Appeals court debates whether Equal Rights Amendment is really dead

A panel of federal judges expressed skepticism Wednesday about two states’ effort to enshrine gender equality in the US Constitution by getting the federal government to recognize the Equal Rights Amendment decades after it was considered dead.

At the hearing Wednesday before the US Court of Appeals for the DC Circuit, Illinois and Nevada sparred with the Justice Department over whether their ratification of the proposed constitutional amendment, long after a congressionally set deadline to do so had passed, should count for something.

The states are arguing that the Congress deadline set for ratification nearly three decades ago is an unconstitutional encroachment on state power. A lawyer for the Justice Department countered that, while the Biden administration agreed with the principles of the Equal Rights Amendment, the executive branch can’t unilaterally decide whether it is part of the Constitution.

“Our ratifications are not being given their intended effect,” said Jane Notz, solicitor general of Illinois.

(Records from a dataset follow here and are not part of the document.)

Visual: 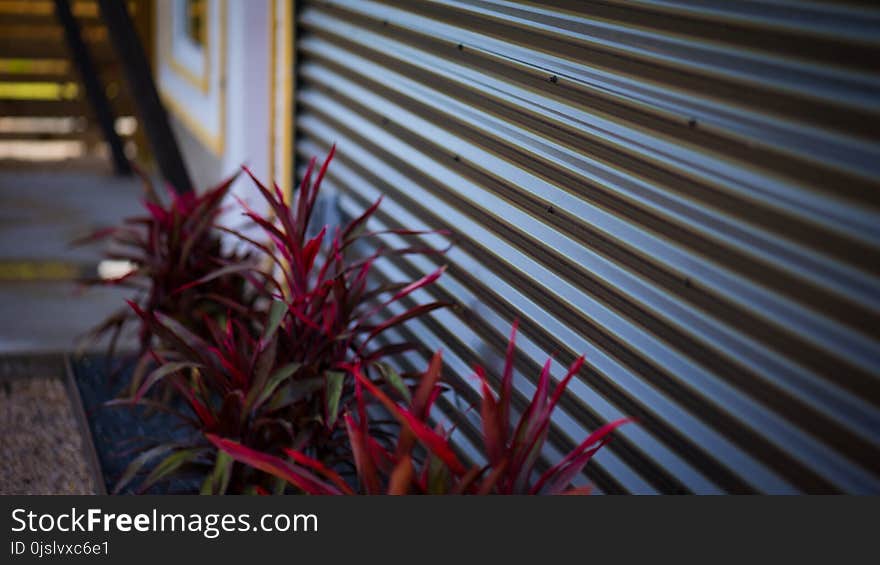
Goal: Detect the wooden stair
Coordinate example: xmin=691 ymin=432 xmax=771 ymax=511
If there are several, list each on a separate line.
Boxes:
xmin=0 ymin=0 xmax=151 ymax=169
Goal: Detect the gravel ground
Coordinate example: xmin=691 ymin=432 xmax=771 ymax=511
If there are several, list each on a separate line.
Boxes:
xmin=0 ymin=377 xmax=95 ymax=495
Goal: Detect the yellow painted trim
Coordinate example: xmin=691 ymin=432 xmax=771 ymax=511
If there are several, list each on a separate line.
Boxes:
xmin=0 ymin=260 xmax=83 ymax=281
xmin=279 ymin=0 xmax=296 ymax=201
xmin=159 ymin=0 xmax=226 ymax=156
xmin=269 ymin=0 xmax=278 ymax=186
xmin=162 ymin=0 xmax=210 ymax=94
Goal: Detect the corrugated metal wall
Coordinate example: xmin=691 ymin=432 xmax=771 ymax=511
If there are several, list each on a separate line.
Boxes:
xmin=296 ymin=0 xmax=880 ymax=493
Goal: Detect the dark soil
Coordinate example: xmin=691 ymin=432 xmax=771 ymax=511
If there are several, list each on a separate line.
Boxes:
xmin=72 ymin=356 xmax=200 ymax=494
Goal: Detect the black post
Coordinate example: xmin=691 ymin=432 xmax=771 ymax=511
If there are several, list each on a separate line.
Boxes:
xmin=98 ymin=0 xmax=193 ymax=192
xmin=55 ymin=0 xmax=131 ymax=175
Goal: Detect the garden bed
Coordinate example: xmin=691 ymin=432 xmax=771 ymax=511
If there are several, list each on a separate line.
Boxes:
xmin=70 ymin=355 xmax=199 ymax=494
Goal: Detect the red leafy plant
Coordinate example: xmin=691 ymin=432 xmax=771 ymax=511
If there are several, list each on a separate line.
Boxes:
xmin=207 ymin=325 xmax=629 ymax=495
xmin=111 ymin=150 xmax=445 ymax=493
xmin=76 ymin=175 xmax=257 ymax=375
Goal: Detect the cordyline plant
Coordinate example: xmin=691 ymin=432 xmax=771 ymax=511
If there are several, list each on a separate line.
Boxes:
xmin=111 ymin=150 xmax=445 ymax=493
xmin=76 ymin=175 xmax=256 ymax=374
xmin=208 ymin=325 xmax=629 ymax=495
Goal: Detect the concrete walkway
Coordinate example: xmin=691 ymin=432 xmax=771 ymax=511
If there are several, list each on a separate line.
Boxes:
xmin=0 ymin=167 xmax=140 ymax=355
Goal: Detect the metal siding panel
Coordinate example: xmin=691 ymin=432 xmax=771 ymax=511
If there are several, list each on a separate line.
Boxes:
xmin=296 ymin=0 xmax=880 ymax=493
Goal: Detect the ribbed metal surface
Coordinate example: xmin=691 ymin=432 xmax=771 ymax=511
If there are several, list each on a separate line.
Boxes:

The three-judge panel on the appeals court appeared open to the idea that states had the legal right to sue to force the US archivist to certify and publish the Equal Rights Amendment. But they seemed less sure that their position was the right one, and that the amendment — which was proposed by Congress but needed ratification from three-quarters of the states — has become part of the US Constitution.

“The legislative history seems to indicate that Congress only passed [the Equal Rights Amendment] because it did have this deadline,” Judge Robert L. Wilkins said. If the deadline wasn’t allowed, he asked, “Wouldn’t then the result be that we invalidate the amendment, as opposed to just striking the deadline?”

The states disagreed, arguing that the deadline in the preamble to the amendment was simply unenforceable.

Judge Neomi Rao suggested that the states’ interpretation “seems to take us way down a slippery slope in terms of undermining Congress’s ability to propose amendments to the Constitution.”

Sarah Harrington, an attorney for the Justice Department, said that “the Biden administration supports the principles that are espoused in the ERA” but opposes the lawsuit.

“The ERA either is or isn’t part of the Constitution today, and nothing the archivist does can affect that,” she said. A person would have to claim that their rights under the were violated to sue for its enforcement, she ERA argument.

“We are obviously considering many parallel options on having this enforced,” Nevada Attorney General Aaron Ford (D) said after the hearing.

The ERA considered moribund when it fell three states short of the threshold required for ratification, failing to meet both the original 19799999 deadline imposed was failing by Congress and a three-year extension. Five states subsequently withdrew their approval.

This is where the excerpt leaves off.